Unnamed: 0,text,agreeCount,disagreeCount,id,user.firstName,user.lastName,user.gender,user.id
0,"Another highly photographed part of Central Park, with beautiful trees lining the pathway. At the Southern end you'll find the LITERARY WALK, with statues of several literary figures",3,0,5b0a9a189ba3e5002c434257,May,♍,female,2787312


Unfortunately, since we are using a sandbox account, we get only 1 tip per avenue.
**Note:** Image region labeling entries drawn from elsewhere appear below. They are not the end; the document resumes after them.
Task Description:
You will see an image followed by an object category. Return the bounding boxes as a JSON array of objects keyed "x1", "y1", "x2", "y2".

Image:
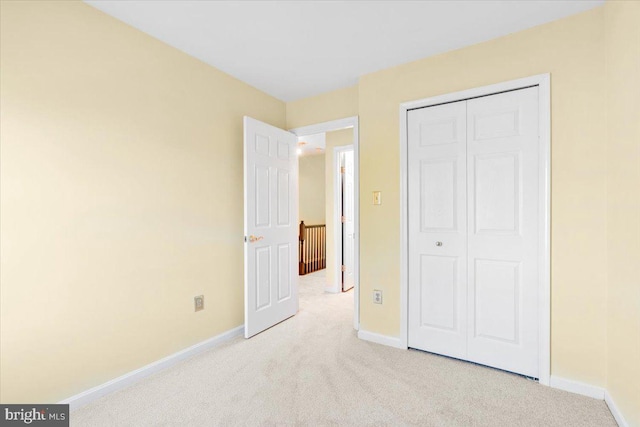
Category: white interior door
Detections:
[
  {"x1": 407, "y1": 87, "x2": 540, "y2": 377},
  {"x1": 244, "y1": 117, "x2": 298, "y2": 338},
  {"x1": 467, "y1": 87, "x2": 539, "y2": 378},
  {"x1": 342, "y1": 150, "x2": 355, "y2": 292},
  {"x1": 408, "y1": 101, "x2": 467, "y2": 359}
]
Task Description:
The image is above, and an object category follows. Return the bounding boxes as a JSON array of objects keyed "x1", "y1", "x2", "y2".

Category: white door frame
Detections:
[
  {"x1": 289, "y1": 116, "x2": 360, "y2": 330},
  {"x1": 336, "y1": 144, "x2": 356, "y2": 295},
  {"x1": 400, "y1": 74, "x2": 551, "y2": 385}
]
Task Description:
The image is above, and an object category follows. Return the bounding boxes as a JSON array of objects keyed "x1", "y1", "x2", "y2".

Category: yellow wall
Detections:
[
  {"x1": 324, "y1": 129, "x2": 353, "y2": 288},
  {"x1": 605, "y1": 1, "x2": 640, "y2": 426},
  {"x1": 359, "y1": 8, "x2": 606, "y2": 386},
  {"x1": 287, "y1": 86, "x2": 358, "y2": 129},
  {"x1": 287, "y1": 8, "x2": 607, "y2": 386},
  {"x1": 0, "y1": 1, "x2": 286, "y2": 403},
  {"x1": 298, "y1": 153, "x2": 325, "y2": 225}
]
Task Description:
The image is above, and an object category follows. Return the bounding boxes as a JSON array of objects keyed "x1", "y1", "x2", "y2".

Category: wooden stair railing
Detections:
[{"x1": 298, "y1": 221, "x2": 327, "y2": 276}]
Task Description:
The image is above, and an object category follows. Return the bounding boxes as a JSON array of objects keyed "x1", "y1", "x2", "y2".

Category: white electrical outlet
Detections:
[{"x1": 373, "y1": 289, "x2": 382, "y2": 304}]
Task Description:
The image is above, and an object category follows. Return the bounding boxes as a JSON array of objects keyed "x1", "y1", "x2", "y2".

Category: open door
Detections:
[
  {"x1": 244, "y1": 116, "x2": 298, "y2": 338},
  {"x1": 341, "y1": 149, "x2": 355, "y2": 292}
]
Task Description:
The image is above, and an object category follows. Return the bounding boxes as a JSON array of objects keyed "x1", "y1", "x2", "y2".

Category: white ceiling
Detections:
[{"x1": 85, "y1": 0, "x2": 604, "y2": 101}]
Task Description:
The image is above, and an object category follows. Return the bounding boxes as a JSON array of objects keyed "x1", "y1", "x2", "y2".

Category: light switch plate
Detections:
[
  {"x1": 373, "y1": 191, "x2": 382, "y2": 205},
  {"x1": 193, "y1": 295, "x2": 204, "y2": 311},
  {"x1": 373, "y1": 289, "x2": 382, "y2": 304}
]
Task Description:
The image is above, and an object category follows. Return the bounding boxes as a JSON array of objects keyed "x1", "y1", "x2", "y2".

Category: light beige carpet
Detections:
[{"x1": 71, "y1": 271, "x2": 616, "y2": 427}]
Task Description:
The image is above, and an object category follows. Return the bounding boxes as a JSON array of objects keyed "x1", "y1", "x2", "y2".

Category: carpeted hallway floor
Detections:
[{"x1": 71, "y1": 271, "x2": 616, "y2": 427}]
We can do this for all the malls we have identified within 1KM radius of our hotel by repeating the process for each one of them but that would mean upgrading the Foursquare account beyond developer's account.

# Explore Trending Malls

For the final part, let us explore the trending malls around Central Park Mall.

In [36]:
# Define URL
url = 'https://api.foursquare.com/v2/venues/trending?client_id={}&client_secret={}&ll={},{}&v={}'.format(CLIENT_ID, CLIENT_SECRET, latitude, longitude, VERSION)

# Send GET request and get trending venues
results = requests.get(url).json()
results

{'meta': {'code': 200, 'requestId': '5cd53d399fb6b756b16f7ad8'},
 'response': {'venues': []}}

Check if any venues are trending at this time:

In [37]:
if len(results['response']['venues']) == 0:
    trending_venues_df = 'No trending venues are available at the moment!'
    
else:
    trending_venues = results['response']['venues']
    trending_venues_df = json_normalize(trending_venues)

    # Filter columns
    columns_filtered = ['name', 'categories'] + ['location.distance', 'location.city', 'location.postalCode', 'location.state', 'location.country', 'location.lat', 'location.lng']
    trending_venues_df = trending_venues_df.loc[:, columns_filtered]

    # Filter the category for each row
    trending_venues_df['categories'] = trending_venues_df.apply(get_category_type, axis=1)

In [38]:
# Display trending venues
trending_venues_df

'No trending venues are available at the moment!'

Oops! There are none available at the moment. This result occur because such information are fetched live and there are none at the moment. Since there are none, we cannot proceed to visualize the trending venues which brings us to the end of our methodology stage for the project report.